While Flory theories [J. Isaacson and T. C. Lubensky, J. Physique Lett. 41, 469 (1980)JPSLBO0302-072X10.1051/jphyslet:019800041019046900; M. Daoud and J. F. Joanny, J. Physique 42, 1359 (1981)JOPQAG0302-073810.1051/jphys:0198100420100135900; A. M. Gutin et al., Macromolecules 26, 1293 (1993)MAMOBX0024-929710.1021/ma00058a016] provide an extremely useful framework for understanding the behavior of interacting, randomly branching polymers, the approach is inherently limited. Here we use a combination of scaling arguments and computer simulations to go beyond a Gaussian description. We analyze distribution functions for a wide variety of quantities characterizing the tree connectivities and conformations for the four different statistical ensembles, which we have studied numerically in [A. Rosa and R. Everaers, J. Phys. A: Math. Theor. 49, 345001 (2016)1751-811310.1088/1751-8113/49/34/345001 and J. Chem. Phys. 145, 164906 (2016)JCPSA60021-960610.1063/1.4965827]: (a) ideal randomly branching polymers, (b) 2d and 3d melts of interacting randomly branching polymers, (c) 3d self-avoiding trees with annealed connectivity, and (d) 3d self-avoiding trees with quenched ideal connectivity. In particular, we investigate the distributions (i) p_{N}(n) of the weight, n, of branches cut from trees of mass N by severing randomly chosen bonds; (ii) p_{N}(l) of the contour distances, l, between monomers; (iii) p_{N}(r[over ⃗]) of spatial distances, r[over ⃗], between monomers, and (iv) p_{N}(r[over ⃗]|l) of the end-to-end distance of paths of length l. Data for different tree sizes superimpose, when expressed as functions of suitably rescaled observables x[over ⃗]=r[over ⃗]/sqrt[〈r^{2}(N)〉] or x=l/〈l(N)〉. In particular, we observe a generalized Kramers relation for the branch weight distributions (i) and find that all the other distributions (ii-iv) are of Redner-des Cloizeaux type, q(x[over ⃗])=C|x|^{θ}exp(-(K|x|)^{t}). We propose a coherent framework, including generalized Fisher-Pincus relations, relating most of the RdC exponents to each other and to the contact and Flory exponents for interacting trees.

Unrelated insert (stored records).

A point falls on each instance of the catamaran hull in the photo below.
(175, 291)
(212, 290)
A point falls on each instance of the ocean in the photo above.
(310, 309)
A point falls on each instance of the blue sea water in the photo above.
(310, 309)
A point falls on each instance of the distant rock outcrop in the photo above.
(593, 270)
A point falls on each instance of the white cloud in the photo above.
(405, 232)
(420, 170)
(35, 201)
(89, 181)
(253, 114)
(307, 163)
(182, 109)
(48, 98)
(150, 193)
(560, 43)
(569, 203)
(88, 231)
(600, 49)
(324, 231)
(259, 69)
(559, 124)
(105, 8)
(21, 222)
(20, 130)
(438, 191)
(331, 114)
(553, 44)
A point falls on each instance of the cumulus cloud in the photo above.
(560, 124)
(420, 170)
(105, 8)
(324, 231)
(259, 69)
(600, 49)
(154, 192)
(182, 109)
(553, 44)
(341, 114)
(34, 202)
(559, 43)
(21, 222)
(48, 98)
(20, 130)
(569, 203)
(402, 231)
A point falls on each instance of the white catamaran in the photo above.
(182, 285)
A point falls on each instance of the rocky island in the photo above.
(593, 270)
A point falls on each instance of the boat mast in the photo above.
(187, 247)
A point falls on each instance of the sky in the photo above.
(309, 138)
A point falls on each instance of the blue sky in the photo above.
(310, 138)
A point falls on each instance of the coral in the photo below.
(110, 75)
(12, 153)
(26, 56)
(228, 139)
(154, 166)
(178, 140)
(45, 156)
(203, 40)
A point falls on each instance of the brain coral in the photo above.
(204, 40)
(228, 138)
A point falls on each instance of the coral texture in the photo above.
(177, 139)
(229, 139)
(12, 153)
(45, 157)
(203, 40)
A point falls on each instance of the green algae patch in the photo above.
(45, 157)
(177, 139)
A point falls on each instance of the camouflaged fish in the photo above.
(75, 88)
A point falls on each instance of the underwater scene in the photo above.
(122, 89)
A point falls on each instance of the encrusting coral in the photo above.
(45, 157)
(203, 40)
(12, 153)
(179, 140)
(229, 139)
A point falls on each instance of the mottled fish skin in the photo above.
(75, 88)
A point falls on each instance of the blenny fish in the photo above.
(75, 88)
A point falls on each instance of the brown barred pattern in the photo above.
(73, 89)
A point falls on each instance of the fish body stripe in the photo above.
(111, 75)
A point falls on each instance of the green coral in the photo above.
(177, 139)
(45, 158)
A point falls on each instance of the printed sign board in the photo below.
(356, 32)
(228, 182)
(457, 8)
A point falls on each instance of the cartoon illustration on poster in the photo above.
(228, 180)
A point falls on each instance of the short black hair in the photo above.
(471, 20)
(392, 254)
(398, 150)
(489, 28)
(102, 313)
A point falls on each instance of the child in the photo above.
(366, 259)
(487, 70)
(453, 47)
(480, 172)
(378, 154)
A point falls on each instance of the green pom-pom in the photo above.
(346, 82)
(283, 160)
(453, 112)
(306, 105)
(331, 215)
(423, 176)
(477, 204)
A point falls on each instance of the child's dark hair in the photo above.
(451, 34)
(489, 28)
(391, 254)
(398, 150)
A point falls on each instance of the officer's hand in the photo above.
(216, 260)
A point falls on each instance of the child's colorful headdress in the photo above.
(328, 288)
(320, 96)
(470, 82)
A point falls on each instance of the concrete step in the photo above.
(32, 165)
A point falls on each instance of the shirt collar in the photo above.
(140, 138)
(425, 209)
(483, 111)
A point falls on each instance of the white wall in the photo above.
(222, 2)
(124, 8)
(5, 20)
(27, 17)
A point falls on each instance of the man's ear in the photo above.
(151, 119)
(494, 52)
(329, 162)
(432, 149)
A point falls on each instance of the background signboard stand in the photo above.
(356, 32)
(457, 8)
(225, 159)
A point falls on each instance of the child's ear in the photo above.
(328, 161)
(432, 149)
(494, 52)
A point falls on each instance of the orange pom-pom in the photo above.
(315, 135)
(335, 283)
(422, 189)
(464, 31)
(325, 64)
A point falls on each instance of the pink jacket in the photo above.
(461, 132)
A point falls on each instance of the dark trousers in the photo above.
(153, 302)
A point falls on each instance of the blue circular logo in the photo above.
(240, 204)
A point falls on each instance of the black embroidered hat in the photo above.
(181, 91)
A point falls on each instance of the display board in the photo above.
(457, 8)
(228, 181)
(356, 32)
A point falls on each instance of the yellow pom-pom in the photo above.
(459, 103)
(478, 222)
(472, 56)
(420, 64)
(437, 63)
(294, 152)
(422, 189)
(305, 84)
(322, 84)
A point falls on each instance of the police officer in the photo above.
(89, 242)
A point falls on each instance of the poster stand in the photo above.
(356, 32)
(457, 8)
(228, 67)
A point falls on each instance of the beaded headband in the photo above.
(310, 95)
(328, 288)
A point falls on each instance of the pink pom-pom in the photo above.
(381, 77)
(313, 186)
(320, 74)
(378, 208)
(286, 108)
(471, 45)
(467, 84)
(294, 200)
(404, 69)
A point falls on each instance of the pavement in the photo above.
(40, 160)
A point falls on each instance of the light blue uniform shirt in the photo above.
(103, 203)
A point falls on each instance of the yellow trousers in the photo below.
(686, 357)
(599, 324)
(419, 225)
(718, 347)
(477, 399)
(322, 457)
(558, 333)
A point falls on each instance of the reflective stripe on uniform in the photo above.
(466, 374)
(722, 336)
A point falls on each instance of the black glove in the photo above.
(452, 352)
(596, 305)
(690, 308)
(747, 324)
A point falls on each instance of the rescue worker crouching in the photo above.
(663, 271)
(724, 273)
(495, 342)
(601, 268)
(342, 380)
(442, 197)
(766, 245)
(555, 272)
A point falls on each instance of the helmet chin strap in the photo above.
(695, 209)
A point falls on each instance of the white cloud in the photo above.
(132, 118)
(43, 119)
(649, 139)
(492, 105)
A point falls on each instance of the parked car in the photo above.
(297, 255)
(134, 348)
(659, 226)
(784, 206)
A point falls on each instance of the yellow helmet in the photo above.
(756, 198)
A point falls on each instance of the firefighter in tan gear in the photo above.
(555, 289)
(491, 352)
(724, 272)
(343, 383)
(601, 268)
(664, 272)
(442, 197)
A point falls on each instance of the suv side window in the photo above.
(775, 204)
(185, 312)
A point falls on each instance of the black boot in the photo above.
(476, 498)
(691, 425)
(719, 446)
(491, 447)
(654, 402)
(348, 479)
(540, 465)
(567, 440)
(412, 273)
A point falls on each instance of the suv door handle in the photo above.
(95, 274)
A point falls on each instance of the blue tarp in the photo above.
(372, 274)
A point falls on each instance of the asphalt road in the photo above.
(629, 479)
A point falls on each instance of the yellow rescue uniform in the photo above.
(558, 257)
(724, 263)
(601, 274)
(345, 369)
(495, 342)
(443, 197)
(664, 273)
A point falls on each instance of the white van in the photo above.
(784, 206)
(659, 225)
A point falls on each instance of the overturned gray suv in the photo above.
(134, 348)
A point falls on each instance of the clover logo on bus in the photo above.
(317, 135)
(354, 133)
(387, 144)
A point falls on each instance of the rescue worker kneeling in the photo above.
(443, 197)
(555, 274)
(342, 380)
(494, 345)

尽管弗洛里理论[J. Isaacson 和 T. C. Lubensky, J. Physique Lett. 41, 469 (1980)JPSLBO0302-072X10.1051/jphyslet:019800041019046900; M. Daoud 和 J. F. Joanny, J. Physique 42, 1359 (1981)JOPQAG0302-073810.1051/jphys:0198100420100135900; A. M. Gutin 等人, Macromolecules 26, 1293 (1993)MAMOBX0024-929710.1021/ma00058a016]为理解相互作用的随机支化聚合物的行为提供了一个极其有用的框架,但该方法本质上是有限的。在这里,我们使用缩放论证和计算机模拟的组合来超越高斯描述。我们分析了各种数量的分布函数,这些数量特征化了树的连接性和构象,这些数量是我们在[Rosa 和 Everaers, J. Phys. A: Math. Theor. 49, 345001 (2016)1751-811310.1088/1751-8113/49/34/345001 和 J. Chem. Phys. 145, 164906 (2016)JCPSA60021-960610.1063/1.4965827]中数值研究的四种不同统计系综中得到的:(a)理想随机支化聚合物,(b)相互作用的随机支化聚合物的 2d 和 3d 熔体,(c)具有退火连接性的 3d 自回避树,(d)具有淬火理想连接性的 3d 自回避树。特别是,我们研究了分布函数(i)p_{N}(n),它是通过随机切断树中质量为 N 的分支而切割的分支的重量 n;(ii)p_{N}(l),它是单体之间的轮廓距离 l;(iii)p_{N}(r[over ⃗]),它是单体之间的空间距离 r[over ⃗],以及(iv)p_{N}(r[over ⃗]|l),它是长度为 l 的路径的末端到末端的距离。当表示为适当缩放的可观测量 x[over ⃗]=r[over ⃗]/sqrt[〈r^{2}(N)〉]或 x=l/〈l(N)〉时,不同树大小的数据会叠加。特别是,我们观察到分支重量分布(i)的广义克拉默斯关系,并发现所有其他分布(ii-iv)都是雷德勒-德克洛兹类型的,q(x[over ⃗])=C|x|^{θ}exp(-(K|x|)^{t})。我们提出了一个连贯的框架,包括广义费舍尔-平卡斯关系,将大多数 RdC 指数相互关联,并将其与相互作用的树的接触和弗洛里指数联系起来。